Employees at the Bessemer facility filed a petition last month with the National Labor Relations Board saying they want to hold an election on forming a union to represent the 1,500 full and part-time workers at the so-called fulfillment center. It does not include drivers, seasonal employees, professional employees and others.
The employees are seeking to be represented by the Retail, Wholesale and Department Store Union.
The National Labor Relations Board has scheduled a hearing on the matter for Dec. 18, spokesman Kevin Petroccione said.
Lawyers representing the employees did not immediately return emails seeking comment.
A website created in support of forming a union in the Alabama facility urged workers to join for better pay, grievance procedures and working conditions, including safety standards.
"We face outrageous work quotas that have left many with illnesses and lifetime injuries," the site reads. The site takes the familiar swoosh on the Amazon logo and turns it upside down to look like a frown.

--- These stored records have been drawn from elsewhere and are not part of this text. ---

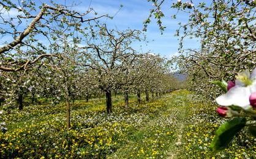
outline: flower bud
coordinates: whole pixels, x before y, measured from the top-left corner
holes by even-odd
[[[256,92],[252,93],[249,97],[250,104],[252,107],[256,108]]]
[[[231,81],[231,80],[228,81],[228,87],[227,87],[228,91],[229,91],[229,90],[230,90],[231,88],[233,87],[235,85],[236,83],[235,83],[234,81]]]
[[[227,112],[228,111],[228,108],[227,107],[218,107],[216,109],[216,112],[220,116],[225,117],[227,116]]]

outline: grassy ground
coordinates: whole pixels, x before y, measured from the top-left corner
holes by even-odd
[[[209,149],[215,130],[225,119],[216,106],[186,91],[136,104],[113,99],[105,113],[104,99],[72,106],[72,127],[65,125],[65,105],[32,105],[0,116],[0,158],[256,158],[254,138],[238,135],[228,149]]]

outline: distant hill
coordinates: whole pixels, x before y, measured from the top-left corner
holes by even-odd
[[[173,75],[179,81],[184,81],[187,79],[187,75],[185,74],[181,74],[179,72],[173,73]]]

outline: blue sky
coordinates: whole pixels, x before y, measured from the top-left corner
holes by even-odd
[[[173,0],[175,1],[175,0]],[[48,0],[36,0],[39,5],[43,2],[48,3]],[[143,29],[143,21],[149,15],[149,10],[152,8],[151,3],[147,0],[59,0],[55,2],[67,5],[71,3],[77,4],[73,9],[80,12],[85,12],[91,4],[99,14],[109,14],[110,16],[115,15],[113,19],[102,19],[102,22],[105,22],[108,27],[125,30],[126,29]],[[166,0],[162,7],[162,11],[165,15],[163,18],[163,24],[167,28],[161,35],[156,21],[152,19],[148,26],[148,30],[145,33],[147,40],[149,41],[146,43],[137,43],[134,47],[139,52],[146,52],[151,51],[155,54],[160,54],[163,56],[170,58],[172,55],[176,54],[178,48],[178,37],[175,37],[176,30],[178,28],[178,23],[185,23],[187,21],[187,15],[179,13],[177,18],[174,19],[171,16],[176,13],[177,10],[171,9],[172,0]],[[119,10],[120,5],[123,7]],[[4,37],[0,40],[9,40],[10,37]],[[141,47],[140,46],[141,46]],[[187,40],[184,46],[186,48],[199,48],[199,43],[196,40]]]
[[[87,3],[89,1],[87,1]],[[141,43],[134,45],[140,52],[145,52],[151,50],[153,53],[160,54],[168,58],[178,52],[178,37],[175,37],[174,35],[178,28],[178,23],[187,22],[187,15],[181,13],[178,15],[176,19],[172,19],[171,16],[177,12],[176,10],[170,8],[173,2],[171,0],[167,0],[162,7],[165,15],[163,19],[163,24],[167,27],[163,35],[161,35],[156,21],[152,20],[146,32],[147,40],[149,43],[147,44],[142,43],[141,48],[140,47]],[[83,2],[80,6],[82,6],[81,4],[85,6],[88,5]],[[121,4],[123,7],[118,12]],[[147,18],[149,10],[152,8],[152,4],[146,0],[92,0],[91,6],[99,14],[108,13],[112,15],[118,12],[113,19],[105,21],[108,26],[120,30],[127,28],[141,29],[143,21]],[[187,48],[199,48],[198,42],[196,40],[187,40],[184,46]]]

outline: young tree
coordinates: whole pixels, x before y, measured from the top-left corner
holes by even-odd
[[[120,74],[126,70],[126,59],[135,55],[131,47],[134,40],[140,40],[140,32],[137,30],[118,31],[108,29],[106,25],[98,32],[92,32],[88,39],[86,54],[88,60],[85,65],[97,73],[99,88],[105,92],[107,113],[112,112],[111,91],[122,83]]]

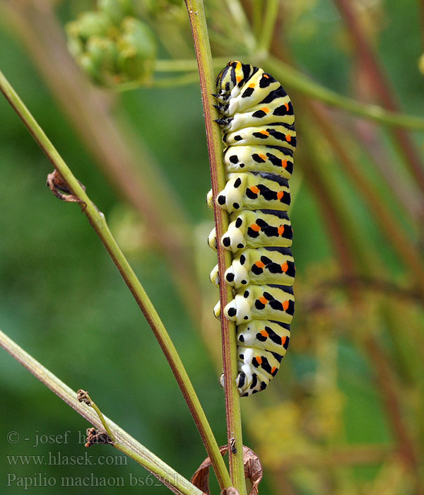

Amazon has said that since the warehouse opened in March it has created thousands of full-time jobs in Bessemer, with average pay of $15.30 per hour, including full healthcare, vision and dental insurance.
"We respect our employees' right to join or not join a labor union but we don't believe this group represents the majority of our employees' views," spokeswoman Heather Knox wrote in an emailed statement. "Our employees choose to work at Amazon because we offer some of the best jobs available everywhere we hire, and we encourage anyone to compare our overall pay, benefits, and workplace environment to any other."
U.S. Sen. Bernie Sanders of Vermont last month tweeted his support for the Alabama workers.
"If Amazon workers in Alabama—a strong anti-union state—vote to form a union, it will be a shot heard around the world," Sanders tweeted. "If they can negotiate higher wages and better working conditions in the South, it will benefit every worker in America."